There are more unmarried people in our congregations than ever, and some say that's just sinful.

Once upon a time, Debbie Maken found herself still single at 28 and growing in her discontent. She was "dating-wearied, lonely, depressed, frustrated, and, yes, terrified of the future." Finally giving herself permission to feel these tough emotions, she took the exit ramp from her church singles class, gave a fresh look at what the Bible says about singleness and marriage, and finally realized she had to get serious if she was ever going to get married.

Getting Serious About Getting Married: Rethinking the Gift of Singleness

by Debbie Maken
Crossway Books
208 pp.; $12.99

Following the path afforded by her ethnicity (she's Indian), she signed up with an Indian Christian Web agency to find a suitable suitor and, aided by her parents' watchful care, started e-mailing a man in July 2001. By that October, they were engaged.

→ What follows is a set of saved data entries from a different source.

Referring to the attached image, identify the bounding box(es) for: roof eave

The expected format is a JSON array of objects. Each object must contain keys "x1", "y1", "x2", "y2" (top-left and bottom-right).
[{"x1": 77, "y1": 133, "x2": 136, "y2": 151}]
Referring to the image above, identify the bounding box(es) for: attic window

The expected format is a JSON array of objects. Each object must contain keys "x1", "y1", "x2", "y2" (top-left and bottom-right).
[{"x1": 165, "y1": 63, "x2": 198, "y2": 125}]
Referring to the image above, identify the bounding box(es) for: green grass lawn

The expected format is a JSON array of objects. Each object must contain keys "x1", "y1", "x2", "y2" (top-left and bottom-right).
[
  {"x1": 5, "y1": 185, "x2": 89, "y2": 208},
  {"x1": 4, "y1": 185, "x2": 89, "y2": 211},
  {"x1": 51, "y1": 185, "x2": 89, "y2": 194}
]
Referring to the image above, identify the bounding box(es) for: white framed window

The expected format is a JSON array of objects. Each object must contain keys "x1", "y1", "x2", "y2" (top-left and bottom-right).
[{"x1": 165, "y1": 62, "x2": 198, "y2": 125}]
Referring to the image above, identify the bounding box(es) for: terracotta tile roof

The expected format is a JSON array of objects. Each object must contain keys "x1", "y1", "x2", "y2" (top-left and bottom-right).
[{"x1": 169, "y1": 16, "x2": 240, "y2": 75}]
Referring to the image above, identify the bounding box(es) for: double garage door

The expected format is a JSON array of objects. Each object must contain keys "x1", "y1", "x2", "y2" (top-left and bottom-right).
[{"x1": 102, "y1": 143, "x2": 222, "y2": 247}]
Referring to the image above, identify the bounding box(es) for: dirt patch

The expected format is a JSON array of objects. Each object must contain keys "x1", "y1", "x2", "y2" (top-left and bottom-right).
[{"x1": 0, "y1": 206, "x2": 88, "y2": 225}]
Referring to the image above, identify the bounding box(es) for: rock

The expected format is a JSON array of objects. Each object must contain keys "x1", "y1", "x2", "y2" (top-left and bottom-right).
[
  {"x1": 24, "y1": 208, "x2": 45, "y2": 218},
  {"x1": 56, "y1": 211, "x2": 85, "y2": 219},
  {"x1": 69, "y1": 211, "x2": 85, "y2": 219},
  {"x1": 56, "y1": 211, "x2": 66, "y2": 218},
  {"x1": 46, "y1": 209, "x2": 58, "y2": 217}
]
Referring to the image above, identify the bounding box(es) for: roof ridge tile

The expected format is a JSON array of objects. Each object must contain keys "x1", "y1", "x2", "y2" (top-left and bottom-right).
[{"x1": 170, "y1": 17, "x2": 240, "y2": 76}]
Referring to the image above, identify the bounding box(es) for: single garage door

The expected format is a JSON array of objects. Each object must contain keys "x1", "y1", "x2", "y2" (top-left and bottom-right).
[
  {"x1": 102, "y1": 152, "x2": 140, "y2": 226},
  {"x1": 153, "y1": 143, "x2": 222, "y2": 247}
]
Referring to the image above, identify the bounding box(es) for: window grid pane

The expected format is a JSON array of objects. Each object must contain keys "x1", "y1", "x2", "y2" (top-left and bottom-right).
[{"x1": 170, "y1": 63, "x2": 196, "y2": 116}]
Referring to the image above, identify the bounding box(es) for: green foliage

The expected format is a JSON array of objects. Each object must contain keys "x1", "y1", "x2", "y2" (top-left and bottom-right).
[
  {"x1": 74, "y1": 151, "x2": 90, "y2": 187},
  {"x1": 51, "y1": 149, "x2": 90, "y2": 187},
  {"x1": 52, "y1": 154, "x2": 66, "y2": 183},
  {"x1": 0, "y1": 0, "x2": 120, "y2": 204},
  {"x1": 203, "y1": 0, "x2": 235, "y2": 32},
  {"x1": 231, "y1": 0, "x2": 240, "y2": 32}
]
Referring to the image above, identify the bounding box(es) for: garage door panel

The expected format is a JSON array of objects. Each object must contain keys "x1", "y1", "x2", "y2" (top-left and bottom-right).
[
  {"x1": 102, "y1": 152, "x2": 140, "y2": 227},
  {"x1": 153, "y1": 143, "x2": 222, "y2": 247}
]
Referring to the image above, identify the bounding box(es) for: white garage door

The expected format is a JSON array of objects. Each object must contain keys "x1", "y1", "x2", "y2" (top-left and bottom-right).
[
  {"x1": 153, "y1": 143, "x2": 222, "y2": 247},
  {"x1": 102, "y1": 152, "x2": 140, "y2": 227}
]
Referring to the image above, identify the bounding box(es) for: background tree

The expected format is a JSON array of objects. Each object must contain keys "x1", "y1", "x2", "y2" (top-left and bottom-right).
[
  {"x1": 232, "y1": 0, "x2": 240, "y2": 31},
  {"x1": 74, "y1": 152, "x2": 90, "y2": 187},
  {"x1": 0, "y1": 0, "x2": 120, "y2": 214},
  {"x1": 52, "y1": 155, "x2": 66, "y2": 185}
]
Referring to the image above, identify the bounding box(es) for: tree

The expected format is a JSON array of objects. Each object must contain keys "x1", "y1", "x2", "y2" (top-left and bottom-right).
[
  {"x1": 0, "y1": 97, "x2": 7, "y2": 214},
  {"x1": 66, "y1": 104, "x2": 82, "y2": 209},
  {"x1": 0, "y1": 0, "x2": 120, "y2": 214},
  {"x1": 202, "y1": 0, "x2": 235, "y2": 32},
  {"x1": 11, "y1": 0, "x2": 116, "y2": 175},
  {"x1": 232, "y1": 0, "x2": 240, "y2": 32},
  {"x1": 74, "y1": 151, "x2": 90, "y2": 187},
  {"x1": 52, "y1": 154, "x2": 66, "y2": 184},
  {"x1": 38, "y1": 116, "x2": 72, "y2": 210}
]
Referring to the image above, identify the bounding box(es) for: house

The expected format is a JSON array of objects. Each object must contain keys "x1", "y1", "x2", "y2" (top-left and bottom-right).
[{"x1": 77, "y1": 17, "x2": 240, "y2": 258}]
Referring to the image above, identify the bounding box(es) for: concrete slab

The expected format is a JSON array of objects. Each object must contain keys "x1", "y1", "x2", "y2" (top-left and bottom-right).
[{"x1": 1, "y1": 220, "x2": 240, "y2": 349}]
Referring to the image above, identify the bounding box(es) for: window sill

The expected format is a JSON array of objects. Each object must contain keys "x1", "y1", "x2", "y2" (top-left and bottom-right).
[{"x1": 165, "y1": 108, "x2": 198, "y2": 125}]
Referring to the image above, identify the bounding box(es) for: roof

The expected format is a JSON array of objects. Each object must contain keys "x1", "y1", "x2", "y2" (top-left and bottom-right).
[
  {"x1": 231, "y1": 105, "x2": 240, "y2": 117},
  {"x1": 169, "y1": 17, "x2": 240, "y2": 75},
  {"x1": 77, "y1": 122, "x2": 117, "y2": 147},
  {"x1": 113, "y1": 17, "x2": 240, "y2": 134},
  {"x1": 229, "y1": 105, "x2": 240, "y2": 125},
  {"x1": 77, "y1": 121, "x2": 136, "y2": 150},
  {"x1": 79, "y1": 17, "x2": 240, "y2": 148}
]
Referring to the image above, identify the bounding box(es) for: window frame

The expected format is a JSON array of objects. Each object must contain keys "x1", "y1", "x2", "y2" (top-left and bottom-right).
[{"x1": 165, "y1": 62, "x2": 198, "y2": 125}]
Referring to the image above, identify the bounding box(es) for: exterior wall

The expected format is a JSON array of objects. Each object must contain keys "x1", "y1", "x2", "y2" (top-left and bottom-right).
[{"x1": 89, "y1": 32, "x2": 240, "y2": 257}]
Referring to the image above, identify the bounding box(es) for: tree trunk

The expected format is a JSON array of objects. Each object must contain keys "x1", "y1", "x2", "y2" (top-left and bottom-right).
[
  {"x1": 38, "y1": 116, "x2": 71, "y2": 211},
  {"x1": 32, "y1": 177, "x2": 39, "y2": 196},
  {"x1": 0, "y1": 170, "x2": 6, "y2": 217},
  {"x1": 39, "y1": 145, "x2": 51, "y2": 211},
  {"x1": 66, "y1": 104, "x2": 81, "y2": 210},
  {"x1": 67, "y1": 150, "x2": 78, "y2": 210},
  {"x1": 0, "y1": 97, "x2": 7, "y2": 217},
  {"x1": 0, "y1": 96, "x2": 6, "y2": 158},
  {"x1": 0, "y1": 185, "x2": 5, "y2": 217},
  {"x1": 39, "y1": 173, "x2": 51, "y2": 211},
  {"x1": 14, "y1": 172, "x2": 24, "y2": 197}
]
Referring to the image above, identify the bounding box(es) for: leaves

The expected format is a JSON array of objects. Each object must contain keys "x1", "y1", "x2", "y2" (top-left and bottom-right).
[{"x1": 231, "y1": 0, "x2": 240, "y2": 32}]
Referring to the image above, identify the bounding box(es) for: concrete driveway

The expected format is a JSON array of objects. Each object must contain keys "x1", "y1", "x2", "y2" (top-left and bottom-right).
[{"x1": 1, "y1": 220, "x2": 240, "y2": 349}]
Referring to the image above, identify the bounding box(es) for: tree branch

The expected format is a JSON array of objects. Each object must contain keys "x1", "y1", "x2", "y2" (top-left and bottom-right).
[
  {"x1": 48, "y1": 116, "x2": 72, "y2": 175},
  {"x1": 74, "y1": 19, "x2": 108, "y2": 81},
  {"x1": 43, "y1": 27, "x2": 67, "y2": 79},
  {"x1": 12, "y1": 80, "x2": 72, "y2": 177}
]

Now happily married and the mother of two young girls, Maken drew a map—in the form of her book, Getting Serious About Getting Married—to the Land of Marital Bliss. She hopes to prevent her daughters and countless single women across the country from having to experience any more "unnecessary protracted singleness."

Maken starts with a relatable description of many single women's experience: Singleness is easier to see as a grand adventure in your 20s, an unfettered time to figure out who you are and what path God might like you to take through life. Without a spouse, there's more freedom to travel and take risks, minister and invest in a burgeoning career. But, as Maken describes quite well, this can start to lose its luster around the 30 milestone. In later chapters, she addresses the well-meaning advice handed to singles in Christian circles—such as "just wait on the Lord to bring a mate to you" or "Jesus is all you need"—and deftly explains some of the erroneous thinking and theology surrounding each. At her best, in passages such as these, Maken gives platitude-battered single women needed permission to admit, "I'd like to get married, and that's okay."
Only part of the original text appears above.